On Password reuse - Implementing a one factor, password based auth puts the accounts security in the users hands. There are lots of email, password lists from hacked web services (Linkedin,Yahoo Voices, Gawker, etc.) in the wild and users all too commonly reuse their weak passwords across multiple services.
If a user couldn’t figure out how to set up Firefox Sync previously by following the instructions and taking a set of digits from one device and entering them into another, what hope have they of picking a strong and unique password?
I enjoyed the extremly minimal cost of entry in terms of UX. But it's just a little bit too ~naked. I don't know when or if the sync has been done (maybe my system lacks some DE notification) and I have no other way to see what has been synced, I can' t find a browser based interface for the account. account.mozilla.... restricts itself as a login form.
good news. I hope that new sync feature will work seamlessly and efficiently - I disabled sync about a year ago because browser became sluggish with large number of bookmarks.

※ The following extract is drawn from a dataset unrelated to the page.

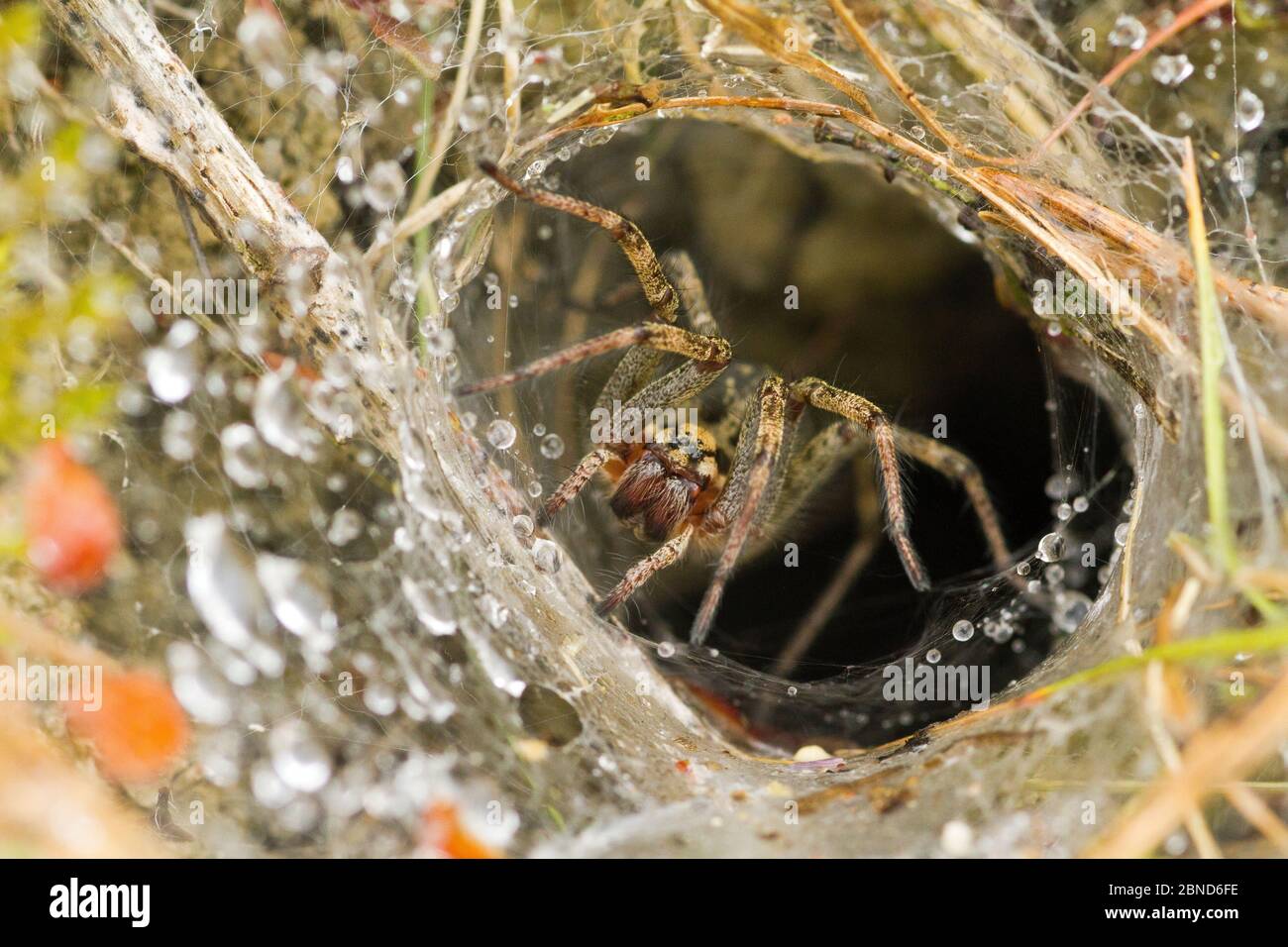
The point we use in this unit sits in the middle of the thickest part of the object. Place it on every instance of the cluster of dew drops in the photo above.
(1055, 574)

Mozilla would love to have Firefox on iOS. You just need to convince Apple to change their terms of service to allow real 3rd party browsers (as opposed to UI skins atop the slower version of Safari).
What chrome did is fine for me. I don't need a super snappy web browser for mobile sites. I'd be fine with a UI that syncs with Firefox on top of WebKit
I don't think Firefox would be keen on (1) having a webkit-based browser with the name Firefox and (2) having it be an intentionally-hobbled browser compared to Safari so Apple can ensure its browser is the 'fastest' on iOS. Google made the decision with Chrome, since it is also webkit, but it will likely bite them in the ass later as blink continues to be improved and webkit begins to stagnate more. And as they begin to have differing rendering bugs.
Not sure why they can't just slap something together like Chrome for iOS. Sure, it won't be the real firefox, but I just want to access my passwords, history, and such easily
In theory - yes. I checked option "Use Weave/Firefox to sync white list" in Flash Block. Recently I was playing with VM and I synced Iceweasel on Debian (remembering about marking option to remove local data and use synced data). It got everything except white list. Sadly, white list from original Firefox has been also lost :(
Works ok on nightly for me. I'm just waiting for this to be implemented on Firefox Mobile so I can continue to actually sync between all my machines again.
What I don't understand is why does it first ask you for a pair code from another device? My only other device was a desktop far away. After I logged in and clicked "reset sync key" it apparently lost all of the synced data!
I seriously hope this solves the currently heinous sync process. Just let me log in an authorize myself for goodness sake.